Exploring the Reasoning Depth of Small Language Models in Software Architecture: A Multidimensional Evaluation Framework Towards Software Engineering 2.0
This paper studies the "reasoning depth" of small language models (SLMs) in generating software architecture decision records (ADRs), and proposes an evaluation framework that simultaneously measures semantic quality,…
Summary
This paper studies the "reasoning depth" of small language models (SLMs) in generating software architecture decision records (ADRs), and proposes an evaluation framework that simultaneously measures semantic quality, architectural compliance, and diversity.
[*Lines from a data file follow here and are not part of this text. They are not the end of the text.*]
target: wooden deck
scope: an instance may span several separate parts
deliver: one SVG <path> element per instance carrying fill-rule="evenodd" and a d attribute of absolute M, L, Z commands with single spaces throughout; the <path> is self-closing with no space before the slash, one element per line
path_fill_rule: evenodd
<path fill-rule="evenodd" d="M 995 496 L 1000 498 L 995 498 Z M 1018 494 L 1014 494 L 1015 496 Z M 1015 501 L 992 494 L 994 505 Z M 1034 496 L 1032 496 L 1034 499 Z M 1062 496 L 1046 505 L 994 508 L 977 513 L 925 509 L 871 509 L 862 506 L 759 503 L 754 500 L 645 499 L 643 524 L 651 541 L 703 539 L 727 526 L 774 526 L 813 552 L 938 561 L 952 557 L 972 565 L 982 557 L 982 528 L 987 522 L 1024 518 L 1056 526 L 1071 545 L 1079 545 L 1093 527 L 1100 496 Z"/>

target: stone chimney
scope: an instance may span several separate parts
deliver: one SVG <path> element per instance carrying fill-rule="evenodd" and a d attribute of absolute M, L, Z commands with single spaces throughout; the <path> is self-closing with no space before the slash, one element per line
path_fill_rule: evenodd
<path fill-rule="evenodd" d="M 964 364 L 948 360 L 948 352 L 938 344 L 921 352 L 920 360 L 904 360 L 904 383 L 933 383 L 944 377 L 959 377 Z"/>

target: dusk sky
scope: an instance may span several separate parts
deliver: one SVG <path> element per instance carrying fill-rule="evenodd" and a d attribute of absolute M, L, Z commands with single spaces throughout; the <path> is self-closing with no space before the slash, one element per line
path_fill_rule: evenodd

The core conclusion is: smaller SLMs are not necessarily more usable; models with around 3B parameters and above show more robust zero-shot architectural reasoning ability, while high diversity often indicates hallucination rather than effective exploration.
Problem
- Existing software engineering benchmarks mostly evaluate code implementation or textual similarity, making it difficult to determine whether a model truly understands trade-offs, constraints, and design principles in software architecture.
- Although large models are powerful, they are unsuitable for many enterprise architecture scenarios due to cost, latency, privacy, and local deployment concerns, so it is necessary to determine whether small models are capable enough for ADR generation.
- Relying only on metrics such as ROUGE/BLEU may mistake "writing something that looks right" for "being architecturally correct," which could mislead real-world deployment of software architecture assistants.
Approach
- The paper proposes SLM-ArchBench, evaluating 10 open-source, instruction-tuned SLMs (about 1B to 7B) on ADR generation, using a dataset of 95 expert-written Context-Decision samples.
- It systematically compares three settings: Zero-shot, Few-shot (k=2), and LoRA PEFT fine-tuning; the LoRA setup includes r=16, alpha=32, dropout=0.5, training for 10 epochs, with 76 training samples and 19 validation samples.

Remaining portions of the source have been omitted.